Prescription for Trouble?
Lower the Price?
Why not focus on those other commercial entities -- and pressure pharmaceutical companies to lower prescription drug costs for American citizens? "We don't have that authority, but the (FDA) commissioner has been saying that prices need to come down," explains McGinnis. "It's an inequity, but it's free enterprise."
Prescriptions from Canada are less expensive because its socialized medicine allows the government to control prescription drug prices, and the U.S. dollar goes further there.
As for the predicted effects of the new prescription drug bill signed into law on Dec. 8 by President Bush?
"From what I can tell, attempts to prevent senior citizens from getting drugs in Canada go into effect immediately while the new coverage for their prescription drugs doesn't go into effect until 2006," says Joe White, PhD, chairman of the department of political science at Case Western Reserve University and a Medicare expert who wrote the academic book, False Alarms: Why the Greatest Threat to Social Security and Medicare is the Campaign to Save Them.
"The bill appears to be more interested in changing the nature of Medicare than in providing prescription drug benefits for seniors who need them," he tells WebMD.

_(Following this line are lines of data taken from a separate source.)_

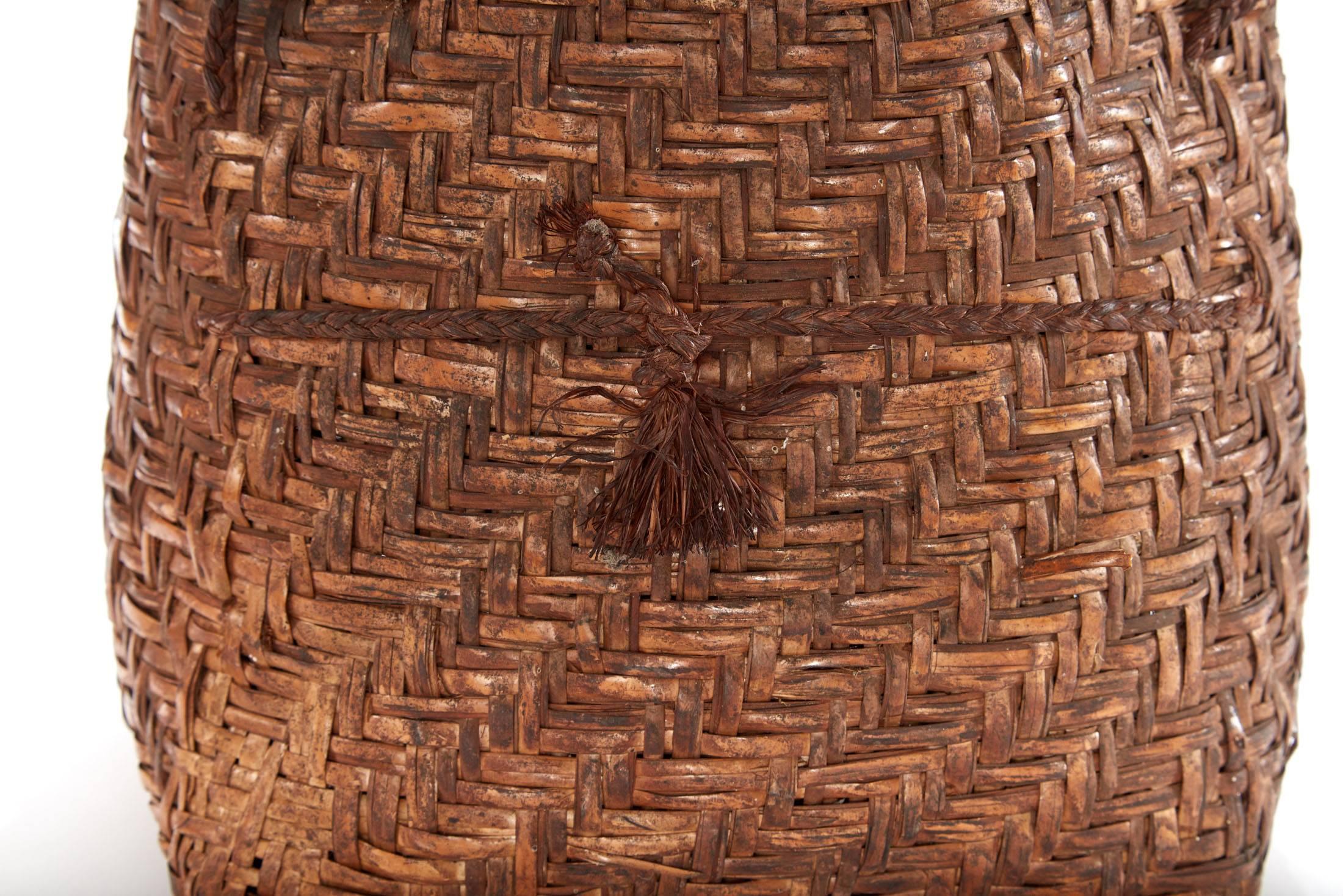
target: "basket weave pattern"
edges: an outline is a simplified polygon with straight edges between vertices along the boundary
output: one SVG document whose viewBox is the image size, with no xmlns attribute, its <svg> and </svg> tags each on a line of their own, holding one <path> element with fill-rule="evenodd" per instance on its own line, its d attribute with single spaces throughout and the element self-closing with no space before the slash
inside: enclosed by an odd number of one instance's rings
<svg viewBox="0 0 1343 896">
<path fill-rule="evenodd" d="M 1186 60 L 1205 7 L 1229 11 Z M 105 516 L 175 891 L 1254 892 L 1307 578 L 1272 21 L 1178 0 L 142 0 Z M 709 328 L 702 380 L 818 361 L 826 390 L 732 431 L 776 527 L 649 560 L 590 553 L 611 465 L 552 459 L 624 419 L 564 396 L 633 396 L 629 332 L 197 321 L 620 312 L 615 283 L 541 258 L 537 212 L 569 197 L 705 320 L 1262 314 Z"/>
</svg>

Not everyone agrees. The AARP, which endorsed the legislation, says on its web site that the new law "strengthens, not undermines Medicare by adding a long overdue prescription drug benefit and preserving the basic structure of the program."

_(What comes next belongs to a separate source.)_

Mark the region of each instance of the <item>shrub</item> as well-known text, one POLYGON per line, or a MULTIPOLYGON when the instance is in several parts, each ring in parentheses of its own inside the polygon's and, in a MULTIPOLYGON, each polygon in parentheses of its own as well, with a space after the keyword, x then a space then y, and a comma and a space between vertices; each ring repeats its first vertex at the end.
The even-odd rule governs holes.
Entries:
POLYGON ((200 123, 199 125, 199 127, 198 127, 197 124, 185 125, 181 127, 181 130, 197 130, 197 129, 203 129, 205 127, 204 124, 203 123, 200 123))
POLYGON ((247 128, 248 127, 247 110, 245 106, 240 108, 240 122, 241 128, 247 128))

What seniors will pay under the new plan is in fact complicated and varying. For instance, the current plan calls for seniors to pay the first $250 of drug costs in one year, then pay 25% of the costs until the bill reaches $2,250. Then there is a payment gap; the plan pays none of the next $2,850 in drug costs. Then, when drug costs reach $5,100 in one year, the benefit begins again and pays 95% of additional costs.
The plan is even much more complicated than this, though, prompting a letter from Health and Human Services Secretary Tommy Thompson to older people next month to explain the law.